What is NumPy for Analysts — Fast Numerical Computing in Python?

Learn NumPy for data analysis. Master arrays, vectorized operations, statistical functions, and numerical computations essential for Python analysts.

Is NumPy for Analysts — Fast Numerical Computing in Python suitable for beginners?

This topic is designed for Beginner level learners. It takes approximately 10 min to complete and includes 10 interactive quizzes to test your understanding.

How long does it take to learn NumPy for Analysts — Fast Numerical Computing in Python?

You can complete this topic in about 10 min. The topic is part 30 of undefined in our comprehensive Data Analytics Learning Path.

NumPy for Data Analysts — Arrays, Vectorization, Statistics | DataPath

🔢

What is NumPy and Why Analysts Need It

NumPy (Numerical Python) is the foundation of Python's scientific computing stack. It provides fast, memory-efficient arrays and mathematical functions — the engine behind Pandas, scikit-learn, and most data science libraries.

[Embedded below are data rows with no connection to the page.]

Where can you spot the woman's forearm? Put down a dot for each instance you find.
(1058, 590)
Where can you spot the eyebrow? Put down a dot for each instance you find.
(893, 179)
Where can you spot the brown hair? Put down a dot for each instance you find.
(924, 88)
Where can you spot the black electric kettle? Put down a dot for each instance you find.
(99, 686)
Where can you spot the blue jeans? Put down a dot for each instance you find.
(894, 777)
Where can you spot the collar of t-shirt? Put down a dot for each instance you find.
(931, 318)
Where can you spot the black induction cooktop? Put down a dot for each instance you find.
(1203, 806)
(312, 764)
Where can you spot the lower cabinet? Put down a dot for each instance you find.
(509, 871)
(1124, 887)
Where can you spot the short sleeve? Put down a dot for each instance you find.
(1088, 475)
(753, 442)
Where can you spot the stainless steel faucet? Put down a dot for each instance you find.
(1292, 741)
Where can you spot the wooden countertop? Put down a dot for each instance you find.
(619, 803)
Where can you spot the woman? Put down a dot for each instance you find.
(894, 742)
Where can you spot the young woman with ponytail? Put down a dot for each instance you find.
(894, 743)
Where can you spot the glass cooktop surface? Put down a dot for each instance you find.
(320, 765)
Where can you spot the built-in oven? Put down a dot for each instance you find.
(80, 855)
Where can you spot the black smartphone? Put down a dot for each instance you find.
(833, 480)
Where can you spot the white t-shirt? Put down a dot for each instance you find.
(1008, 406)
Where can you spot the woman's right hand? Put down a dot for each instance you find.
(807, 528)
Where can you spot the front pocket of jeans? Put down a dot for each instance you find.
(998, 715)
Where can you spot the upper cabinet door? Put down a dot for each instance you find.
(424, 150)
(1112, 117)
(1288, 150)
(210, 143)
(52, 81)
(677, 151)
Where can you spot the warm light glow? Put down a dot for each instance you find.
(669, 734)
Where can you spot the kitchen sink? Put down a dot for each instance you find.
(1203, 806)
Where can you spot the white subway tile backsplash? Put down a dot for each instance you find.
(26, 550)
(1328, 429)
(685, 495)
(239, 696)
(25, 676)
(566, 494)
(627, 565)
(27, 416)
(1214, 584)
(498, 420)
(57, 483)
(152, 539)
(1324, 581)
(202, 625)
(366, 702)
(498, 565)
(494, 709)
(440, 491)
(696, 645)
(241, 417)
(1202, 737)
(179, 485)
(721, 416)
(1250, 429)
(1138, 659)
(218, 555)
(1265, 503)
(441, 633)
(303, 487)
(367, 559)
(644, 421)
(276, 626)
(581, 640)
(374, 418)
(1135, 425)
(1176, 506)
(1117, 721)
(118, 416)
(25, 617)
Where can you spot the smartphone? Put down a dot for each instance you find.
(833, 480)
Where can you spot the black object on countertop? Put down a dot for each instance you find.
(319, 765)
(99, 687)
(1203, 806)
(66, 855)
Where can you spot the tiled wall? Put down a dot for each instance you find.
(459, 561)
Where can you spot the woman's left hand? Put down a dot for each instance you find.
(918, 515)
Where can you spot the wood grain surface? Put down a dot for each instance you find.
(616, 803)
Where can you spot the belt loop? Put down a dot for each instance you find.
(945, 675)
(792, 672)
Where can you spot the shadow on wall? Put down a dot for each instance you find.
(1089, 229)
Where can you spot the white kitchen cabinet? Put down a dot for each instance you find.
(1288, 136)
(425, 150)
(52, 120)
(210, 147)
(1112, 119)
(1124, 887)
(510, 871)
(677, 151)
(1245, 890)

Why NumPy Matters for Analysts

Speed: NumPy operations are 10-100x faster than Python lists because they use optimized C code under the hood. Processing millions of numbers? NumPy does it in milliseconds.

Memory Efficiency: NumPy arrays use less memory than Python lists. A list of 1 million integers takes ~8x more memory than a NumPy array.

Vectorization: Apply operations to entire arrays without loops. Instead of iterating through 1 million values, NumPy processes them all at once.

code.pyPython

import numpy as np

# Python list approach (slow)
amounts = [2500, 3200, 1800, 4100, 2900]
with_gst = []
for amount in amounts:
    with_gst.append(amount * 1.18)

# NumPy array approach (fast, clean)
amounts = np.array([2500, 3200, 1800, 4100, 2900])
with_gst = amounts * 1.18  # Vectorized operation — all at once
print(with_gst)  # [2950. 3776. 2124. 4838. 3422.]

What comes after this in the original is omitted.